From my research, there are two kinds of almonds, sweet almonds and bitter almonds, the difference being the presence or absence of amygdalin. Sweet almonds, the edible kind, don't have it, bitter almonds, which are toxic, do. Bitter almond oil is sometimes used in massage or aroma therapy, as well as theraputically in alternative medicine. If it is to be used as food or flavoring agent, the cyanide must be removed from bitter almond oil. (It is then called "volatile almond oil" and can still be toxic in large amounts.)

Amygdalin is nearly synonymous with Laetrile, the one-time experimental cancer therapy. (People were flocking to Mexico for this so-called cancer cure in the 70's and 80's.) Laetrile not only didn't cure cancer, it also caused death from cyanide toxicosis.

Sweet (common, edible) almonds are considered healthy - they are a source of proteins, unsaturated fats, Vitamin E and dietary fiber. They have favorable lipid-altering effects and improve the ratio of HDL to LDL, thus reducing the risk of coronary artery disease.

Thanks for the kind words, Julie, but there isn't too much uploading for Tox. Tues., since I use very few photos.
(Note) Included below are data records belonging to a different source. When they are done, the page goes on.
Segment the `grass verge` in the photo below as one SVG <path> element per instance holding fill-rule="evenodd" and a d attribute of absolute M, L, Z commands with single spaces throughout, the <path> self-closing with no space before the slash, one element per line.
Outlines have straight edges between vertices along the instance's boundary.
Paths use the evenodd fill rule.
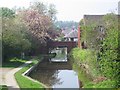
<path fill-rule="evenodd" d="M 0 90 L 8 90 L 6 85 L 0 85 Z"/>
<path fill-rule="evenodd" d="M 30 79 L 22 75 L 26 70 L 28 70 L 30 67 L 32 67 L 36 63 L 37 63 L 37 60 L 34 60 L 31 64 L 27 65 L 26 67 L 22 68 L 17 73 L 15 73 L 15 78 L 21 90 L 25 90 L 25 88 L 27 88 L 27 90 L 29 89 L 30 90 L 35 90 L 35 89 L 45 90 L 45 88 L 39 82 L 33 82 Z"/>
<path fill-rule="evenodd" d="M 24 64 L 27 60 L 22 60 L 18 58 L 12 58 L 8 62 L 3 62 L 2 67 L 3 68 L 16 68 L 20 65 Z"/>

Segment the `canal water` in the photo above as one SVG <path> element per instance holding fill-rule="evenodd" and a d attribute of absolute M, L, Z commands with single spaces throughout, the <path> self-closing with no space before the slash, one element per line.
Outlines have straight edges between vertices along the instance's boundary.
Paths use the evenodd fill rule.
<path fill-rule="evenodd" d="M 38 80 L 53 90 L 58 88 L 73 88 L 79 90 L 80 81 L 77 73 L 72 70 L 72 64 L 67 60 L 67 49 L 53 51 L 56 56 L 50 60 L 43 60 L 30 73 L 30 77 Z M 52 53 L 53 53 L 52 52 Z"/>

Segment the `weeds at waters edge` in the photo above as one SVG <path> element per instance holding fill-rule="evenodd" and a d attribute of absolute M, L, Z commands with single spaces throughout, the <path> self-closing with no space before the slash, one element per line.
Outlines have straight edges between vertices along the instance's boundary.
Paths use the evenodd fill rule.
<path fill-rule="evenodd" d="M 45 90 L 45 88 L 38 82 L 33 82 L 31 80 L 29 80 L 28 78 L 22 76 L 22 74 L 28 70 L 30 67 L 32 67 L 33 65 L 35 65 L 37 62 L 37 60 L 34 62 L 32 62 L 31 64 L 27 65 L 26 67 L 24 67 L 23 69 L 21 69 L 20 71 L 18 71 L 17 73 L 15 73 L 15 78 L 21 88 L 21 90 L 25 90 L 25 88 L 27 88 L 28 90 L 34 90 L 35 88 L 39 88 L 39 90 Z"/>

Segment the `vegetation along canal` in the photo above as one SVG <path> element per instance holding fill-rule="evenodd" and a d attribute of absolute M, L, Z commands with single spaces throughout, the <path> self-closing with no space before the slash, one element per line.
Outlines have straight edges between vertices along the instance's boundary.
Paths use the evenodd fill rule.
<path fill-rule="evenodd" d="M 53 50 L 56 56 L 50 60 L 43 60 L 30 77 L 53 88 L 80 88 L 77 72 L 72 70 L 72 63 L 67 60 L 66 48 Z"/>

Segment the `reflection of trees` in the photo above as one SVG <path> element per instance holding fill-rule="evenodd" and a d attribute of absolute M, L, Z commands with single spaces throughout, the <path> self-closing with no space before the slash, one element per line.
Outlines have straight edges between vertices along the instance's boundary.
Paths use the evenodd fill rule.
<path fill-rule="evenodd" d="M 53 86 L 54 84 L 62 84 L 60 78 L 58 78 L 58 70 L 37 70 L 31 73 L 31 77 L 46 84 L 47 86 Z"/>

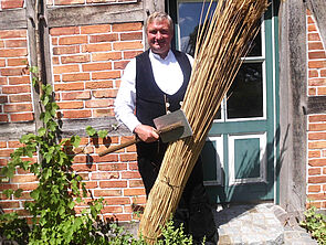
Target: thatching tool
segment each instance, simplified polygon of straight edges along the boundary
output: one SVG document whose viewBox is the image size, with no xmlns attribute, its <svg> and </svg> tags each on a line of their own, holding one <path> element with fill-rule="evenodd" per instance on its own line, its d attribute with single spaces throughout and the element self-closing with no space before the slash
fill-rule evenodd
<svg viewBox="0 0 326 245">
<path fill-rule="evenodd" d="M 162 142 L 171 142 L 178 139 L 192 136 L 191 127 L 181 109 L 160 116 L 158 118 L 155 118 L 154 124 Z M 132 146 L 139 141 L 140 139 L 137 136 L 134 136 L 133 139 L 124 143 L 112 146 L 107 148 L 106 150 L 101 151 L 98 156 L 103 157 L 107 153 L 117 151 L 119 149 Z"/>
</svg>

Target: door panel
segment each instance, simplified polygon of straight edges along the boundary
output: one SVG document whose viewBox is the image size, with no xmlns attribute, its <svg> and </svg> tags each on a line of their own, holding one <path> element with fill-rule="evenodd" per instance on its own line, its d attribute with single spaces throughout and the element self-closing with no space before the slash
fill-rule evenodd
<svg viewBox="0 0 326 245">
<path fill-rule="evenodd" d="M 169 4 L 177 23 L 175 43 L 179 50 L 193 54 L 202 2 L 170 0 Z M 214 203 L 274 199 L 272 6 L 262 19 L 251 52 L 223 99 L 201 152 L 204 184 Z"/>
</svg>

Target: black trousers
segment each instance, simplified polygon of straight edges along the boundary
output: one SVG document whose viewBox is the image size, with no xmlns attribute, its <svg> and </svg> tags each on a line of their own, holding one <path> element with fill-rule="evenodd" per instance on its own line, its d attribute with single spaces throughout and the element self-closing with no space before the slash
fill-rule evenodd
<svg viewBox="0 0 326 245">
<path fill-rule="evenodd" d="M 158 175 L 160 164 L 167 149 L 161 141 L 137 145 L 138 170 L 141 175 L 146 195 Z M 201 159 L 198 159 L 183 189 L 178 209 L 173 215 L 175 226 L 183 224 L 185 232 L 192 235 L 199 244 L 203 237 L 212 241 L 217 236 L 217 228 L 211 206 L 203 187 L 203 170 Z M 212 241 L 215 243 L 217 241 Z"/>
</svg>

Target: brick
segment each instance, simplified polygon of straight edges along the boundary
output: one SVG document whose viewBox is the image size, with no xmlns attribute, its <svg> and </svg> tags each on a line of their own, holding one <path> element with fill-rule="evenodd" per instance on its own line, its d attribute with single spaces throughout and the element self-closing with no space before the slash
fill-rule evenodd
<svg viewBox="0 0 326 245">
<path fill-rule="evenodd" d="M 80 53 L 80 46 L 55 46 L 53 47 L 53 54 L 54 55 L 61 55 L 61 54 L 76 54 Z"/>
<path fill-rule="evenodd" d="M 122 196 L 120 190 L 94 190 L 95 196 Z"/>
<path fill-rule="evenodd" d="M 308 185 L 308 192 L 319 192 L 320 185 Z"/>
<path fill-rule="evenodd" d="M 81 109 L 84 108 L 83 102 L 57 102 L 60 109 Z"/>
<path fill-rule="evenodd" d="M 91 63 L 82 65 L 83 72 L 112 70 L 111 62 Z"/>
<path fill-rule="evenodd" d="M 308 88 L 308 95 L 309 95 L 309 96 L 315 96 L 315 95 L 317 95 L 317 89 L 316 89 L 316 88 Z"/>
<path fill-rule="evenodd" d="M 326 132 L 308 132 L 309 140 L 326 139 Z"/>
<path fill-rule="evenodd" d="M 309 78 L 318 77 L 318 71 L 316 70 L 311 70 L 308 71 Z"/>
<path fill-rule="evenodd" d="M 322 42 L 313 42 L 308 43 L 308 50 L 324 50 L 323 43 Z"/>
<path fill-rule="evenodd" d="M 13 68 L 0 68 L 1 76 L 19 76 L 23 74 L 23 68 L 13 67 Z"/>
<path fill-rule="evenodd" d="M 104 199 L 104 202 L 107 205 L 126 205 L 126 204 L 130 204 L 130 199 L 129 198 L 109 198 L 109 199 Z"/>
<path fill-rule="evenodd" d="M 8 66 L 25 66 L 28 64 L 28 60 L 25 57 L 8 58 L 7 63 Z"/>
<path fill-rule="evenodd" d="M 70 63 L 85 63 L 90 62 L 91 56 L 88 54 L 80 54 L 80 55 L 71 55 L 71 56 L 62 56 L 61 62 L 62 64 L 70 64 Z"/>
<path fill-rule="evenodd" d="M 91 79 L 90 73 L 74 73 L 74 74 L 62 75 L 63 82 L 77 82 L 77 81 L 90 81 L 90 79 Z"/>
<path fill-rule="evenodd" d="M 125 70 L 125 67 L 128 63 L 129 63 L 128 61 L 115 62 L 114 70 Z"/>
<path fill-rule="evenodd" d="M 113 99 L 91 99 L 85 103 L 86 108 L 101 108 L 113 106 Z"/>
<path fill-rule="evenodd" d="M 90 99 L 91 92 L 70 92 L 70 93 L 62 93 L 61 94 L 62 100 L 74 100 L 74 99 Z"/>
<path fill-rule="evenodd" d="M 11 76 L 8 77 L 8 82 L 10 85 L 19 85 L 19 84 L 30 84 L 30 77 L 29 76 Z"/>
<path fill-rule="evenodd" d="M 87 43 L 87 35 L 63 36 L 59 39 L 60 45 L 73 45 Z"/>
<path fill-rule="evenodd" d="M 28 41 L 23 40 L 6 40 L 4 41 L 6 47 L 28 47 Z"/>
<path fill-rule="evenodd" d="M 92 74 L 93 79 L 114 79 L 119 77 L 120 77 L 119 71 L 94 72 Z"/>
<path fill-rule="evenodd" d="M 322 173 L 322 169 L 320 168 L 308 169 L 308 174 L 309 175 L 319 175 L 320 173 Z"/>
<path fill-rule="evenodd" d="M 109 44 L 109 43 L 93 43 L 93 44 L 82 45 L 83 53 L 105 52 L 105 51 L 112 51 L 112 44 Z"/>
<path fill-rule="evenodd" d="M 129 181 L 129 187 L 130 188 L 144 188 L 144 183 L 141 180 L 130 180 Z"/>
<path fill-rule="evenodd" d="M 113 24 L 112 25 L 112 31 L 114 31 L 114 32 L 138 31 L 141 29 L 143 29 L 143 24 L 140 22 L 122 23 L 122 24 Z"/>
<path fill-rule="evenodd" d="M 308 62 L 308 68 L 324 68 L 324 67 L 326 67 L 326 61 L 309 61 Z"/>
<path fill-rule="evenodd" d="M 138 171 L 122 172 L 122 179 L 140 179 L 140 173 Z"/>
<path fill-rule="evenodd" d="M 136 161 L 137 160 L 137 155 L 136 153 L 120 155 L 120 160 L 122 161 Z"/>
<path fill-rule="evenodd" d="M 311 124 L 309 130 L 311 131 L 324 131 L 324 130 L 326 130 L 326 124 Z"/>
<path fill-rule="evenodd" d="M 32 102 L 32 97 L 30 94 L 10 95 L 9 100 L 10 103 Z"/>
<path fill-rule="evenodd" d="M 54 90 L 83 90 L 84 83 L 54 84 Z"/>
<path fill-rule="evenodd" d="M 50 29 L 51 35 L 74 35 L 80 34 L 78 26 L 69 26 L 69 28 L 52 28 Z"/>
<path fill-rule="evenodd" d="M 326 121 L 326 115 L 309 116 L 309 122 Z"/>
<path fill-rule="evenodd" d="M 28 49 L 3 49 L 0 50 L 0 57 L 19 57 L 27 56 Z"/>
<path fill-rule="evenodd" d="M 318 33 L 308 33 L 308 42 L 309 41 L 320 41 L 320 36 Z"/>
<path fill-rule="evenodd" d="M 0 95 L 0 104 L 8 103 L 8 96 Z"/>
<path fill-rule="evenodd" d="M 80 72 L 80 66 L 77 64 L 53 66 L 53 74 L 74 73 L 74 72 Z"/>
<path fill-rule="evenodd" d="M 92 54 L 93 61 L 117 61 L 122 58 L 122 52 L 109 52 L 109 53 L 94 53 Z"/>
<path fill-rule="evenodd" d="M 98 170 L 99 171 L 123 171 L 127 170 L 127 164 L 126 163 L 105 163 L 105 164 L 98 164 Z"/>
<path fill-rule="evenodd" d="M 87 86 L 87 84 L 86 84 Z M 95 98 L 115 98 L 117 95 L 117 89 L 101 89 L 101 90 L 93 90 L 93 96 Z"/>
<path fill-rule="evenodd" d="M 111 32 L 111 24 L 94 24 L 81 26 L 82 34 L 95 34 Z"/>
<path fill-rule="evenodd" d="M 114 110 L 112 109 L 95 109 L 94 117 L 114 117 Z"/>
<path fill-rule="evenodd" d="M 0 39 L 27 38 L 27 30 L 0 30 Z"/>
<path fill-rule="evenodd" d="M 24 0 L 2 0 L 1 8 L 2 9 L 15 9 L 23 8 Z"/>
<path fill-rule="evenodd" d="M 144 188 L 130 188 L 124 190 L 125 196 L 135 196 L 135 195 L 145 195 L 145 189 Z"/>
<path fill-rule="evenodd" d="M 309 150 L 308 158 L 320 158 L 320 151 L 319 150 Z"/>
<path fill-rule="evenodd" d="M 119 36 L 116 33 L 91 35 L 90 43 L 115 42 L 115 41 L 118 41 L 118 39 Z"/>
<path fill-rule="evenodd" d="M 143 40 L 143 32 L 128 32 L 120 34 L 120 41 Z"/>
<path fill-rule="evenodd" d="M 113 43 L 113 49 L 123 51 L 123 50 L 140 50 L 143 49 L 141 41 L 134 41 L 134 42 L 115 42 Z"/>
<path fill-rule="evenodd" d="M 99 188 L 127 188 L 127 181 L 101 181 Z"/>
<path fill-rule="evenodd" d="M 7 116 L 7 115 L 1 115 L 1 114 L 0 114 L 0 121 L 1 121 L 1 122 L 8 122 L 8 121 L 9 121 L 8 116 Z"/>
<path fill-rule="evenodd" d="M 7 77 L 0 77 L 0 85 L 7 85 Z"/>
<path fill-rule="evenodd" d="M 97 89 L 97 88 L 109 88 L 113 87 L 113 81 L 96 81 L 96 82 L 86 82 L 85 87 L 90 89 Z M 101 89 L 102 90 L 102 89 Z M 97 90 L 99 92 L 99 90 Z M 93 92 L 94 95 L 95 92 Z M 96 93 L 95 93 L 96 94 Z M 105 93 L 104 93 L 105 94 Z M 95 95 L 94 95 L 95 96 Z M 96 96 L 95 96 L 96 97 Z M 105 96 L 103 96 L 104 98 Z"/>
<path fill-rule="evenodd" d="M 123 207 L 122 206 L 104 206 L 102 210 L 103 213 L 123 213 Z"/>
<path fill-rule="evenodd" d="M 10 157 L 10 153 L 13 152 L 13 149 L 0 149 L 0 157 Z"/>
<path fill-rule="evenodd" d="M 6 66 L 6 60 L 0 60 L 0 67 L 4 67 Z"/>
<path fill-rule="evenodd" d="M 19 86 L 2 86 L 2 94 L 20 94 L 20 93 L 30 93 L 31 88 L 29 85 L 19 85 Z"/>
<path fill-rule="evenodd" d="M 93 172 L 92 180 L 113 180 L 113 179 L 119 179 L 118 172 Z"/>
<path fill-rule="evenodd" d="M 92 116 L 92 111 L 88 109 L 84 110 L 63 110 L 64 118 L 86 118 Z"/>
<path fill-rule="evenodd" d="M 312 167 L 324 167 L 326 166 L 326 159 L 309 159 L 308 164 Z"/>
<path fill-rule="evenodd" d="M 4 113 L 32 111 L 32 104 L 12 104 L 3 106 Z"/>
<path fill-rule="evenodd" d="M 308 52 L 308 58 L 311 58 L 311 60 L 326 58 L 325 51 Z"/>
</svg>

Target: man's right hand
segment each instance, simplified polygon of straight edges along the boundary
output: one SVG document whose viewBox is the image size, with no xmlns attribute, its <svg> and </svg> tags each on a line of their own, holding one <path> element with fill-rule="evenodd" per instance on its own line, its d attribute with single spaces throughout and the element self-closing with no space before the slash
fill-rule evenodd
<svg viewBox="0 0 326 245">
<path fill-rule="evenodd" d="M 134 129 L 134 132 L 144 142 L 154 142 L 159 138 L 159 135 L 157 134 L 156 129 L 148 125 L 138 125 Z"/>
</svg>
I appreciate the thought, Donna, but it says "cat and dog doc" on my degree, not "people doc." The only animal on the planet I am legally not allowed to treat is the human animal, so none of what I write should be used to answer human health questions. (Legal disclaimer to avoid being sued!)

Glad this topic sparked so many comments!

~Kathi

KGMom said...

Your disclaimer gave me a chuckle.
I grew up on the mission field, among strong women. One I admired most was a nurse who treated all animals--naked (human) and furred (animals). She once stitched up a dog that had gotten in a nasty fight. I adored her--the nurse, that is, not the dog.